Er hätte sich auch lässig in die Mitte des Cafés setzen können. Der alten Zeiten wegen. Und um genüsslich zu beobachten, wie die Anwesenden rätseln: "Ist das nicht der . . .?"
Doch Walter Ferk wählt für das Interview im Kunsthaus-Café den Tisch gleich neben der Eingangstür. Dort in der Ecke sitzt er, neben einem Vorhang. Fast versteckt. "Nein, das ist eher Zufall", sagt er. Pause. "Wobei, jetzt, da Sie das ansprechen . . ." Ja, er genieße mittlerweile "diese gewisse Anonymität", sagt der frühere Chef der Grazer SPÖ und Ex-Vizebürgermeister von Graz.
Ferks politische Laufbahn endet am Abend des 20. Jänner 2008: Nach der empfindlichen Niederlage bei der Gemeinderatswahl tritt er zurück.
"Und danach fällst du tatsächlich in dieses Loch, von dem alle sprechen", gesteht der heute 54-Jährige. "Als Politiker bist du ja jahrelang fremdbestimmt. Und von einem Tag auf den anderen ist das weg. Ich hab' immer wieder meine berufstätige Frau angerufen und fast hilflos gefragt: ,Und was machen wir heute am Nachmittag?' So blöd es klingt, aber ich musste erst wieder lernen, mich mit mir selbst zu beschäftigen."

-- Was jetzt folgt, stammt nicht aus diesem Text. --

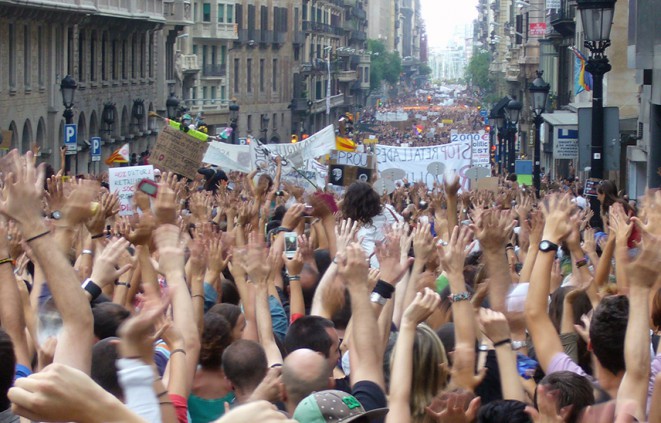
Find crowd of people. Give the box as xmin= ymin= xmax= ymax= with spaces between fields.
xmin=0 ymin=93 xmax=661 ymax=423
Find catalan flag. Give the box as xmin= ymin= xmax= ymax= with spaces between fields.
xmin=571 ymin=47 xmax=592 ymax=94
xmin=106 ymin=144 xmax=130 ymax=166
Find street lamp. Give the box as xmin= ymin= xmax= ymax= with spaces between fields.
xmin=165 ymin=92 xmax=179 ymax=119
xmin=230 ymin=98 xmax=240 ymax=144
xmin=576 ymin=0 xmax=616 ymax=179
xmin=60 ymin=75 xmax=78 ymax=175
xmin=528 ymin=71 xmax=551 ymax=197
xmin=505 ymin=100 xmax=523 ymax=174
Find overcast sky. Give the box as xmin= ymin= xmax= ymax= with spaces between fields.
xmin=421 ymin=0 xmax=478 ymax=47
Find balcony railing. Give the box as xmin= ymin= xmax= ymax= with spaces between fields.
xmin=202 ymin=63 xmax=227 ymax=77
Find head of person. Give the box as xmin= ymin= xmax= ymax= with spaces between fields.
xmin=0 ymin=328 xmax=16 ymax=411
xmin=342 ymin=182 xmax=382 ymax=225
xmin=293 ymin=390 xmax=388 ymax=423
xmin=282 ymin=348 xmax=332 ymax=411
xmin=589 ymin=295 xmax=629 ymax=375
xmin=477 ymin=400 xmax=533 ymax=423
xmin=285 ymin=316 xmax=340 ymax=370
xmin=390 ymin=324 xmax=448 ymax=421
xmin=199 ymin=313 xmax=232 ymax=370
xmin=535 ymin=371 xmax=594 ymax=423
xmin=92 ymin=302 xmax=131 ymax=340
xmin=222 ymin=339 xmax=268 ymax=395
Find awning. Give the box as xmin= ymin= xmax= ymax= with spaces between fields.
xmin=542 ymin=112 xmax=578 ymax=126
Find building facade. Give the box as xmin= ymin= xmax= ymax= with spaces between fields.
xmin=0 ymin=0 xmax=177 ymax=173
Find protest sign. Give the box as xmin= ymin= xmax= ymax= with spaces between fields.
xmin=328 ymin=151 xmax=375 ymax=186
xmin=376 ymin=141 xmax=471 ymax=189
xmin=108 ymin=165 xmax=154 ymax=216
xmin=150 ymin=126 xmax=209 ymax=179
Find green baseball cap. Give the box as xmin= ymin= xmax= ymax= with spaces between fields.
xmin=293 ymin=390 xmax=388 ymax=423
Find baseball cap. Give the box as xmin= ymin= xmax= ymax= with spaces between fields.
xmin=293 ymin=389 xmax=388 ymax=423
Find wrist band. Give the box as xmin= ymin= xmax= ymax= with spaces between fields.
xmin=25 ymin=231 xmax=50 ymax=244
xmin=372 ymin=279 xmax=395 ymax=299
xmin=82 ymin=278 xmax=101 ymax=301
xmin=493 ymin=338 xmax=512 ymax=348
xmin=448 ymin=291 xmax=471 ymax=303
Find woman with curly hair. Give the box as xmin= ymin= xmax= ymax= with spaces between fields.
xmin=188 ymin=313 xmax=234 ymax=423
xmin=342 ymin=182 xmax=404 ymax=268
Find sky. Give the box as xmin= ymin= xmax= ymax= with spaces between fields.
xmin=420 ymin=0 xmax=478 ymax=47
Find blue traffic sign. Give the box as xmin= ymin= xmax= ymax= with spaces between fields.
xmin=64 ymin=123 xmax=78 ymax=156
xmin=90 ymin=137 xmax=101 ymax=162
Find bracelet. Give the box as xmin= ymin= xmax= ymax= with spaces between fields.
xmin=25 ymin=231 xmax=50 ymax=244
xmin=448 ymin=291 xmax=471 ymax=303
xmin=493 ymin=338 xmax=512 ymax=348
xmin=372 ymin=279 xmax=395 ymax=299
xmin=82 ymin=278 xmax=101 ymax=301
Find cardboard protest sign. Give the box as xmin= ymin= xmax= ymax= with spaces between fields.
xmin=150 ymin=126 xmax=209 ymax=179
xmin=328 ymin=151 xmax=376 ymax=187
xmin=108 ymin=165 xmax=154 ymax=216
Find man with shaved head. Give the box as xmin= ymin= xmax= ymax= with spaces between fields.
xmin=282 ymin=348 xmax=333 ymax=414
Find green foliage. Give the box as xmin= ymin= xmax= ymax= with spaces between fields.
xmin=367 ymin=40 xmax=402 ymax=91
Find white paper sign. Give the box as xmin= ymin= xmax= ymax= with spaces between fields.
xmin=108 ymin=165 xmax=154 ymax=216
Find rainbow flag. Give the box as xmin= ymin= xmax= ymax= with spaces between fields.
xmin=571 ymin=47 xmax=592 ymax=94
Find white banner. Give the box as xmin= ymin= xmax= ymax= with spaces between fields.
xmin=376 ymin=141 xmax=471 ymax=189
xmin=108 ymin=165 xmax=154 ymax=216
xmin=202 ymin=141 xmax=250 ymax=173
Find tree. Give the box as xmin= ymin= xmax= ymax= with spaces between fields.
xmin=367 ymin=40 xmax=402 ymax=94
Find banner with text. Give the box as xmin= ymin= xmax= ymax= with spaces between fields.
xmin=108 ymin=165 xmax=154 ymax=216
xmin=376 ymin=141 xmax=471 ymax=189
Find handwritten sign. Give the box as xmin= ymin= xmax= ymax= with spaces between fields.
xmin=108 ymin=165 xmax=154 ymax=216
xmin=149 ymin=126 xmax=209 ymax=179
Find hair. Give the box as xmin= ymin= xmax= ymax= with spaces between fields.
xmin=222 ymin=339 xmax=268 ymax=392
xmin=0 ymin=328 xmax=16 ymax=411
xmin=535 ymin=371 xmax=594 ymax=423
xmin=285 ymin=316 xmax=334 ymax=358
xmin=207 ymin=303 xmax=243 ymax=328
xmin=92 ymin=303 xmax=131 ymax=340
xmin=342 ymin=182 xmax=382 ymax=225
xmin=90 ymin=337 xmax=124 ymax=401
xmin=590 ymin=295 xmax=629 ymax=375
xmin=390 ymin=324 xmax=448 ymax=422
xmin=199 ymin=313 xmax=232 ymax=370
xmin=477 ymin=400 xmax=533 ymax=423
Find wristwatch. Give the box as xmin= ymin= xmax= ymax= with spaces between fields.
xmin=539 ymin=240 xmax=559 ymax=253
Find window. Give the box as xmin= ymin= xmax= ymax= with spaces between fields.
xmin=9 ymin=24 xmax=16 ymax=89
xmin=202 ymin=3 xmax=211 ymax=22
xmin=271 ymin=59 xmax=278 ymax=91
xmin=78 ymin=30 xmax=85 ymax=82
xmin=234 ymin=59 xmax=241 ymax=94
xmin=23 ymin=25 xmax=32 ymax=90
xmin=246 ymin=59 xmax=252 ymax=93
xmin=259 ymin=59 xmax=264 ymax=93
xmin=218 ymin=3 xmax=225 ymax=23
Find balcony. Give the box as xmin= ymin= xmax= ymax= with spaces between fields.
xmin=190 ymin=22 xmax=239 ymax=40
xmin=202 ymin=64 xmax=227 ymax=78
xmin=163 ymin=0 xmax=193 ymax=26
xmin=181 ymin=54 xmax=200 ymax=74
xmin=550 ymin=0 xmax=576 ymax=37
xmin=337 ymin=70 xmax=358 ymax=82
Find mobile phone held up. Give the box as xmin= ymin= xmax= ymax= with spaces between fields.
xmin=138 ymin=179 xmax=158 ymax=197
xmin=285 ymin=232 xmax=298 ymax=258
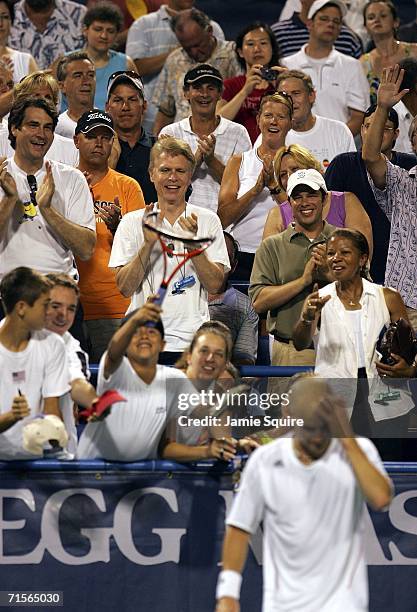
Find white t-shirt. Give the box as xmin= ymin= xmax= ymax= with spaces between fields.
xmin=282 ymin=45 xmax=369 ymax=123
xmin=0 ymin=124 xmax=79 ymax=168
xmin=77 ymin=353 xmax=187 ymax=461
xmin=226 ymin=437 xmax=385 ymax=612
xmin=59 ymin=332 xmax=90 ymax=456
xmin=55 ymin=110 xmax=77 ymax=139
xmin=0 ymin=158 xmax=96 ymax=278
xmin=0 ymin=330 xmax=69 ymax=460
xmin=109 ymin=204 xmax=230 ymax=351
xmin=161 ymin=117 xmax=252 ymax=212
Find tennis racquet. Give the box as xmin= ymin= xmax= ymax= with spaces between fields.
xmin=142 ymin=210 xmax=215 ymax=305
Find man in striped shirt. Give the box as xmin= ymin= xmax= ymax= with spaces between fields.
xmin=271 ymin=0 xmax=363 ymax=59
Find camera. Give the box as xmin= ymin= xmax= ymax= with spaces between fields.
xmin=261 ymin=67 xmax=278 ymax=82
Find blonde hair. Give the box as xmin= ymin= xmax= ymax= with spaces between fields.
xmin=272 ymin=145 xmax=324 ymax=191
xmin=13 ymin=70 xmax=59 ymax=107
xmin=149 ymin=136 xmax=195 ymax=171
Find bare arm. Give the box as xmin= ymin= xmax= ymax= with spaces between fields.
xmin=362 ymin=64 xmax=408 ymax=189
xmin=346 ymin=108 xmax=365 ymax=136
xmin=345 ymin=192 xmax=374 ymax=261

Schmerzlich sei auch das Verhalten "sogenannter Freunde und Parteifreunde" gewesen. "Es gab einige, die die Straßenseite gewechselt haben, wenn sie mich sahen. Vielleicht wussten sie bloß nicht, wie sie sich verhalten sollten. Wenngleich ich mich über nette Worte, über ein ,Wie geht's?' gefreut hätte." Und Freunde? "Die echten Freunde, jene aus der Jugendzeit, sind geblieben. Ansonsten trennt sich schon die Spreu vom Weizen."
Heute ist Ferk einer von zwei Geschäftsführern von "Jugend am Werk". Und glücklich. "Wenn ich jetzt irgendwo mit auf ein Foto soll, dann stehe ich geduldig hinten links. Als Vizebürgermeister war allein das ein Stress, das ganze Team hat geschaut: Wo stehe ich? Und wo der Nagl? Und ist er eh nicht größer auf dem Foto oben?" Dennoch: "Die Politik war es wert, ich möchte nichts davon missen. Aber für mich ist dieses Kapitel abgeschlossen."